Róbert Móro, Supervisor: Prof. Mária Bieliková



Information overload is one of the most serious problems of the present-day Web. There are various approaches addressing this problem; we are interested mainly in two: automatic text summarization and personalization.

Automatic text summarization aims to extract the most important information from the document, which can help readers (users) to decide whether it is relevant for them and they should read the whole text or not. However, conventional (generic) summarization methods summarize the content of the document without considering the differences in users, their needs or characteristics. Personalized summarization, on the other hand, uses this additional information about users’ characteristics to produce summaries more suitable for a particular user’s needs.

Our Approach

We have proposed a method of personalized summarization based on a method of latent semantic analysis (LSA). The main idea of our approach is to identify sources of adaptation and personalization and combine them to produce personalized summaries capable of extracting information from the document that is the most important or interesting for a particular user. For this purpose, we have proposed a set of specific raters and a method of their combination which allows considering various parameters or context of the summarization.

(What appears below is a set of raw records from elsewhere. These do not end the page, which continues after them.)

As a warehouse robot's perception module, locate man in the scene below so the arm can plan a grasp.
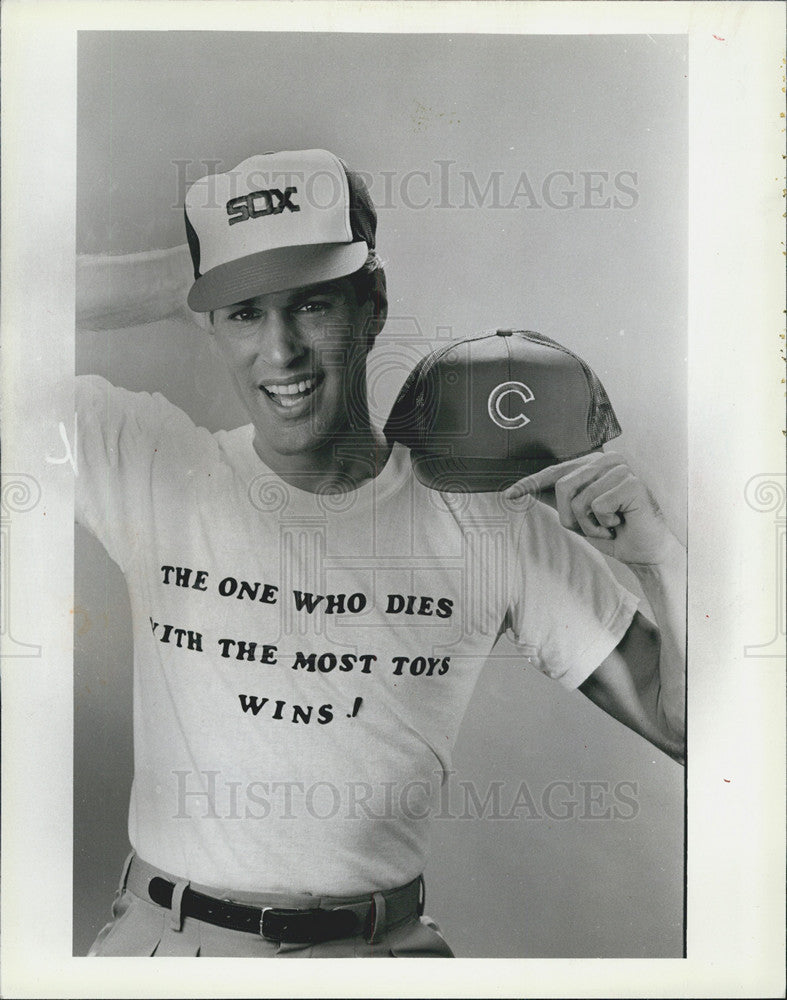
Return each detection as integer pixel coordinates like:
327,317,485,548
77,150,685,957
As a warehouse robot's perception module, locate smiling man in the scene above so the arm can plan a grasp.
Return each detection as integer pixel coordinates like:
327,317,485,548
76,150,685,957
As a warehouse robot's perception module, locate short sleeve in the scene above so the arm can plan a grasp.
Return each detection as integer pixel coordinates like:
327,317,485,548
506,500,639,688
74,375,207,569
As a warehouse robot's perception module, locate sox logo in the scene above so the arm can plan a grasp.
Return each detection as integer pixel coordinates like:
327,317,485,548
487,382,536,431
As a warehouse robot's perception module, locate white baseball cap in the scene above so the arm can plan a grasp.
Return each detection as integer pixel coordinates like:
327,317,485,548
184,149,377,312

Our method is domain- and language-independent. However, we have focused on the domain of learning and the specific scenario of summarization for knowledge revision during evaluation.

In the knowledge revision scenario, we have to consider other aspects as well, such as the time of revision and the way of selecting the documents to revise from. That is why we have also proposed a personalized method of selecting the documents for revision which takes into account various characteristics, e.g. recent changes of a student’s knowledge supporting concepts, the knowledge of which the user has recently gained or, on the contrary, lost.


We have experimented with our proposed method in the educational system ALEF. The participants of our two experiments were 75 students attending the Functional and Logic Programming and Principles of Software Engineering courses.

Our experimental results suggest that considering the relevant domain terms, as well as users' personal and popular annotations (highlights), leads to to selecting representative sentences capable of summarizing the document, even for revision.